Во-вторых, Лайк Александр чудесное произведение искусства потреблять не стал. Он подвинул его в мою сторону и сказал:
- Ешь, Гилденхом!
А сам вынул из кармана... разумеется, шоколадку. Смотрел он на нее нежно-нежно.
В-третьих, откусил я первый кусочек...
Конечно, для воина главное ежеторно быть готовым драться за Короля и Республику. Чуть какая опасность, и тут мы, защитники... Но что бы кто ни говорил, а не менее важно для воина хоть раз в жизни покушать такую штуковину... да...
Так вот, в-третьих. Откусить-то я первый кусочек откусил, но об одном золотом на двоих тоже не забывал, ведь предыдущие мои удивления явно стоили больше. И когда худое малорослое создание вернулось за деньгами, я приготовился.
В голове монотонно гудело: "Золотой не отдам! Не отдам золотой!"
Официант назвал сумму.
Лайк запустил руку в недра плаща и небрежно бросил на стол три монеты.
Всего на мгновенье, на короткий миг серый плащ распахнулся и я разглядел на поясе моего доброго спутника четыре туго набитых мешочка.
Лайк медленно комкал шоколадную обертку. Он уже смял ее, но потом, внезапно передумав, разровнял, аккуратно сложил и спрятал в карман.
- На память, - произнес он.
Улицы не были темными. Факелы и фонари всех видов освещали перекрестки, парадные въезды и просто двери. Люди шли ужинать, люди шли постоять на берегу, глядя вдаль, люди шли по своим вечерним делам. Это была настоящая Селентина, и мы больше не чувствовали себя изгоями в чужом городе. Город был наш, наш до следующего вечера, наш - до отхода корабля-рыцаря.
На борту горели факелы, и на берегу горели факелы, а между огнями, над водой, в кромешной тьме, придерживаясь за поручни, перебирались на "Цветок Ириса" рыцари.
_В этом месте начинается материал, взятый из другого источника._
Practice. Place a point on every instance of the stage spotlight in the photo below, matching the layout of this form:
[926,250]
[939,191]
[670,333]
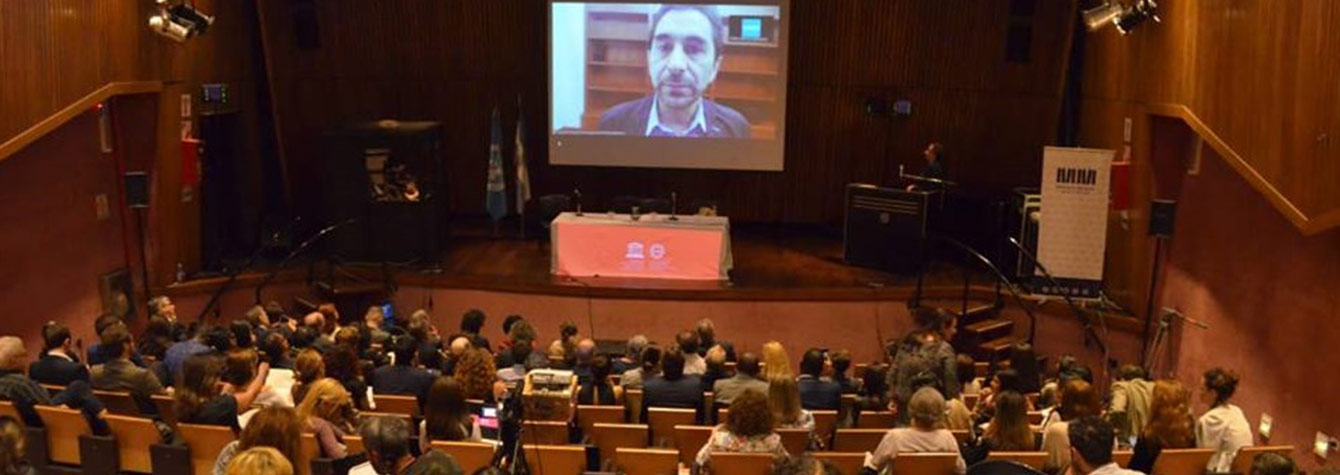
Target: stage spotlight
[178,22]
[1143,10]
[1102,15]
От каждого шага под ногами ощутимо прогибалось, и казалось, вот-вот все мы опрокинемся в воду. Впереди поднимались на борт, бойцы сплошь были в железе, и когда очередной воин ступал на палубу, свет факелов отражался от рыцарского панциря.
Я осторожно, чтобы не потерять равновесия, обернулся и укоризненно посмотрел на Лайка. Вряд ли он мог видеть мой взгляд, но он понял.
- Не жалей о доспехах, - сказал Лайк.
И я поверил. То есть я верил и раньше, как можно не верить селентинцу, рыцарю, Александру, - да, конечно, я верил, - но сейчас я впервые поверил ему до конца.
Я проснулся с ощущением неприятной сладости во рту. Меня разбудил резкий толчок в бок.
Я проснулся - значит, в поднебесном пространстве что-то около восьми утра.
Как выяснилось, спал я в трюме, прислонившись к объемистому тюку, и от качки тюк постепенно сползал, пытаясь переместить тело мое на пол.
Обняв соседний тюк, рядом спал Лайк.
Передо мной образовался ряд вопросов.
Например: что мы делали вчера вечером?
Или: почему решили спать в глубинах трюма?
По-моему, мы ели шоколад и был он, по-моему, на тот момент холоден. Во славу Короля, Республики, во славу всех морей... и, кажется, чего-то еще. Батончика три-четыре, не меньше.
Ну-ну! Воин...
И как только возможно сотворить холодный шоколад в средних широтах? Может, они его в воде держат? В холодной воде, в темном месте...
Наверх, наверх, в недрах трюма мне уже было не по себе! Преодолев хитросплетения скрипящих лестниц и переходов, я выбрался на палубу.
И зажмурился - от солнца, от ветра, от восторга.
Вокруг было только море. Море окружало со всех сторон. Голубые паруса, надуваясь, увлекали вперед, за ветром громаду боевого судна. Стыдно сказать, но я, селентинец, никогда прежде не плавал на кораблях!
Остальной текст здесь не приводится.